Wildlife Without Borders: Conserving Mammals Across the U.S. Southwest and Northwestern Mexico
Thursday, November 06, 2025 | 07:00 pm
Castetter Hall 100, 219 Yale Blvd NE | Zoom
About:
This roundtable explores key case studies of mammals with transboundary distributions across the U.S.–Mexico border that have been affected by poaching, habitat encroachment, border infrastructure, and other anthropogenic pressures. Drawing from the biogeographic history of the Southwestern U.S.–Northwestern Mexico region, presenters will highlight the unique diversity of sky island species and examine the ecological and evolutionary processes underlying their elevated richness, endangerment, and host–parasite dynamics. Discussion will also address the prospects for species persistence under changing environmental conditions along this politically and ecologically complex frontier, helping to identify challenges and pathways toward effective binational conservation strategies.
Dr. Jesús A. Fernández is a professor of Taxonomy and Systematics of Biodiversity at the Universidad Autónoma de Chihuahua (UACH). His research interests are related to the evolution and conservation of wild mammals in the Northwestern United States and Northwestern Mexico region. He is a member of the National Researchers System (SNI) in Mexico, and currently holds the 2025 UNM COMEXUS Fulbright Mexico Studies Chair at UNM.
Dr. Cuauhcihuatl Vital García is a professor at the School of Veterinary Medicine at the Universidad Autónoma de Ciudad Juárez (UACJ). She is a wildlife disease ecologist working in the Chihuahuan Desert Her research explores how rodents, coyotes, and deer connect through the parasites they share, and how desert ecology, climate, and human presence shape disease dynamics.
Dr. Jason Malaney is the current curator of Biosciences at the NM Museum of Natural History and Sciences at UNM. His research unites morphological and molecular data (DNA) from museum specimens to uncover patterns of geographic variation and unravel the evolutionary history and responses to Pleistocene climate fluctuations.
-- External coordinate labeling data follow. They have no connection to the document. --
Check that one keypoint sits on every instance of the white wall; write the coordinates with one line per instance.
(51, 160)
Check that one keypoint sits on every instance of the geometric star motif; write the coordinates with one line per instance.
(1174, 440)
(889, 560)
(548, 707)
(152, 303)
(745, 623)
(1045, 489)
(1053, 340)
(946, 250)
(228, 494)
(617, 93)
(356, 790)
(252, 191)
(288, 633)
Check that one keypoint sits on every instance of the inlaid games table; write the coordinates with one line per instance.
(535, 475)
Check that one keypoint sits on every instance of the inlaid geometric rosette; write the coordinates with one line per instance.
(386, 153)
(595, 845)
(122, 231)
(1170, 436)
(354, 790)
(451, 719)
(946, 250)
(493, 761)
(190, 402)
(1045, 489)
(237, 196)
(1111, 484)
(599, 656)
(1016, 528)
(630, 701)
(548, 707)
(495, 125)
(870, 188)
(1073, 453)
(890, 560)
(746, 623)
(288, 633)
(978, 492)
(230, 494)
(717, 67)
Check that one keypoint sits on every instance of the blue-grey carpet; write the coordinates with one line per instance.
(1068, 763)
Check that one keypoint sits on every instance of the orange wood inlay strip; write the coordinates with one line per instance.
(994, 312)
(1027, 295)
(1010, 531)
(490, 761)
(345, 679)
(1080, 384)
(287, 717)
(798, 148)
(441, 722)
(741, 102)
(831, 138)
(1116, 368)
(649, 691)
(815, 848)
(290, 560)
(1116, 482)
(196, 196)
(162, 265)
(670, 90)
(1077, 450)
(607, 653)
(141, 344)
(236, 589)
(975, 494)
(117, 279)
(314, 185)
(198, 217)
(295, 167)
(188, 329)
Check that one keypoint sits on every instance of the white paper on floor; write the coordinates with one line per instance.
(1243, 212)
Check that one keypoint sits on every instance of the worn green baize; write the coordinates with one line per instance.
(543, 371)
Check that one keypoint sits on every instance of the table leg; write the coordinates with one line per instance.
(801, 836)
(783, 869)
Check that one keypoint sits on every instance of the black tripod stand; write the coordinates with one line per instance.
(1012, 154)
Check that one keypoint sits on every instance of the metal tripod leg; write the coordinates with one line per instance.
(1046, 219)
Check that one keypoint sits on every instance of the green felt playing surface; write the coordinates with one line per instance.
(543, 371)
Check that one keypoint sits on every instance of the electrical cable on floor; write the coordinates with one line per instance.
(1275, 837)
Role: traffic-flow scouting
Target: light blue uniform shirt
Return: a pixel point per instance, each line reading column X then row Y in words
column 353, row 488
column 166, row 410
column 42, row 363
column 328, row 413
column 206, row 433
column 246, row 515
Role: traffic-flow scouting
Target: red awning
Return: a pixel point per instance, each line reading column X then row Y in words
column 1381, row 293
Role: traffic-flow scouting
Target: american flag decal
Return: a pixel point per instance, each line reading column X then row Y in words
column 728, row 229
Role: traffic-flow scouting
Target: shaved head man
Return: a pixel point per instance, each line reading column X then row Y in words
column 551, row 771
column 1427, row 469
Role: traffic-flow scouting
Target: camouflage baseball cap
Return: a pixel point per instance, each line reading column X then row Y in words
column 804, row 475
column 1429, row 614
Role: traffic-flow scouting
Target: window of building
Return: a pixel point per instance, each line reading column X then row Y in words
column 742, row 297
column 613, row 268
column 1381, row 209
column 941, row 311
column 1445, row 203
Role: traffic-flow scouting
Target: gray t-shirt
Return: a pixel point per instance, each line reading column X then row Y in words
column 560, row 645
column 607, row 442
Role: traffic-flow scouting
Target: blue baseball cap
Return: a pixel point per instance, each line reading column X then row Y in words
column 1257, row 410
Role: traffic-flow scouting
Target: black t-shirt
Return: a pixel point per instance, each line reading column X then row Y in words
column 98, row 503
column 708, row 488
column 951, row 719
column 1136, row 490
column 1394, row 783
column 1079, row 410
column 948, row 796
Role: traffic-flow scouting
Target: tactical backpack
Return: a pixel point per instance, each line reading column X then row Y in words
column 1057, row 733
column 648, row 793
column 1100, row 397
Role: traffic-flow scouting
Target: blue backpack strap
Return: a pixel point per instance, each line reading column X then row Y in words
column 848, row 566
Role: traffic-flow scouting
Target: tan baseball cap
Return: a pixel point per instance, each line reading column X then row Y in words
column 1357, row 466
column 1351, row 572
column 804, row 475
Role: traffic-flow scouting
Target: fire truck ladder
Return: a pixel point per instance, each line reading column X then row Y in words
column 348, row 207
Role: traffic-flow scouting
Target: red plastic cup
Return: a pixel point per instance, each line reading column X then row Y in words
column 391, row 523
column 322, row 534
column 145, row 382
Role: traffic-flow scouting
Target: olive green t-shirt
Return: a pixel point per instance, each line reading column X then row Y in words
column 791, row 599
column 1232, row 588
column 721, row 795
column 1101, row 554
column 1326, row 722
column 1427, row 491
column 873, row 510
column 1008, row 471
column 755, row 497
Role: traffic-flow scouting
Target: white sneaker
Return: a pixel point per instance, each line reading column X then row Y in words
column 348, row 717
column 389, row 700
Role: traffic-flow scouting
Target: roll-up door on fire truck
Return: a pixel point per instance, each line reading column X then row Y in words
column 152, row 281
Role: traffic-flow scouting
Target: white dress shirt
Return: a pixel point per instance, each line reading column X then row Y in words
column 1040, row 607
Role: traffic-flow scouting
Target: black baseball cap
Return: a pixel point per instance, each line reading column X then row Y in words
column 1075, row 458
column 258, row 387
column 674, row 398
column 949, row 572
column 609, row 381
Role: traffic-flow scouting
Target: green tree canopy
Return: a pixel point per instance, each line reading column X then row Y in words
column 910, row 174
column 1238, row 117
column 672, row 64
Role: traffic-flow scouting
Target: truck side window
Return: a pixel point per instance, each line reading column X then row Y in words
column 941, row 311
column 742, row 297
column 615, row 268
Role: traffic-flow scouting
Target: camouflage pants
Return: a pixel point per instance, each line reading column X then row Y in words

Dr. Enrique Martínez Meyer is a professor at the Institute of Biology at the National Autonomous University of Mexico (UNAM). His research focuses on the field of Geographical Ecology, exploring the causal factors that shape biodiversity and its responses to environmental change, with the aim of developing solutions to current pressing environmental crises
Dr. Samuel Truett is a professor and Director of the Center for the Southwest at UNM. He is interested in the crossings—social, cultural, and environmental—that have connected the North American West and Mexico to the Americas and the world at large. Known for his work in borderlands history, he also works actively in environmental history, the history of the North American West, transnational history, Native American and Indigenous History, Mexican history, and empires and borderlands in world history.
Notes:
This event is free and open to the public.